About this release
This release by Public Health Scotland reports on the impact of COVID-19 using data from primary and secondary care dental services and oral health improvement programmes in Scotland.
- Access to NHS primary dental care in Scotland has reduced due to COVID-19. Socioeconomic inequalities in access to these dental services, while apparent prior to the pandemic, have increased in the most recent months.
- Dental contacts and treatments in the General Dental Service (GDS) declined due to the COVID-19 public health measures and have not yet fully recovered to pre-pandemic levels.
- Public Dental Service (PDS) activity reduced during the first national lockdown and although not yet fully recovered, some parts of this service have returned to pre-pandemic levels.Public Dental Service (PDS) activity reduced during the first national lockdown and although not yet fully recovered, some parts of this service have returned to pre-pandemic levels.
- There has been a reduction in Hospital Dental Service (HDS) activity with recent levels still lower than before the pandemic.
- Oral health improvement programmes were impacted by the COVID-19 public health measures (particularly in schools and care homes), with reduced activity evident in Childsmile and Caring for Smiles. In-person aspects of these programmes have only recently recommenced.
Most of the population in Scotland access routine dental care through the primary care setting of the NHS General Dental Service (GDS). The Public Dental Service (PDS) provides access to primary NHS dental care for patients who cannot obtain treatment from a general dental practice. This includes vulnerable patients such as those living in care homes, people with learning disabilities and patients with complex needs.

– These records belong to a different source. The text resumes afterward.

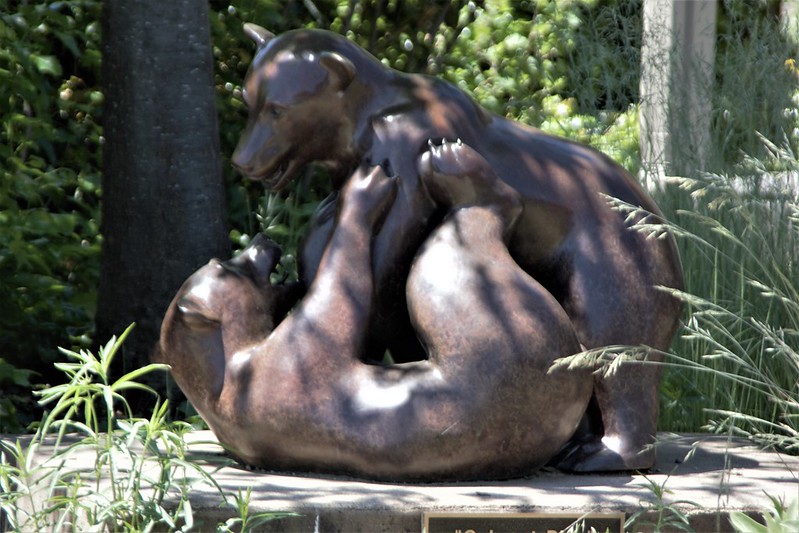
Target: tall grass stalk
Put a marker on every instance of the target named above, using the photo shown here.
(735, 365)
(138, 476)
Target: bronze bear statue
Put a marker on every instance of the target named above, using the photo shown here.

Due to the anticipated risks of transmission associated with dental care, during the first lockdown period in Scotland, all NHS dental practices were not able to see patients on their premises. Across Scotland over seventy Urgent Dental Care Centres (UDCCs) were established for the provision of emergency dental treatment. The remobilisation of primary care NHS dental services was undertaken in several time periods, as follows: from 20 May 2020: Capacity in UDCCs was increased, and provision expanded to include patients with acute and essential oral health care needs; from 22 June 2020: All dental practices reopened for face-to-face consultation with patients requiring urgent dental care treatments that could be provided using non-aerosol generating procedures (AGPs); from 13 July 2020: Dentists were able to see patients for the full range of routine non-AGP dental care; from 17 August 2020, aerosol associated treatments were permitted for urgent dental care only; from 1 November 2020: Practices were able to provide the full range of NHS treatments to all patients in need of both urgent and non-urgent care. Dentists were also able to provide domiciliary care; and from 1 April 2022: Dentists were allowed to de-escalate their infection prevention and control measures in line with national guidance to alleviate system pressures and allow an increase in patient throughput.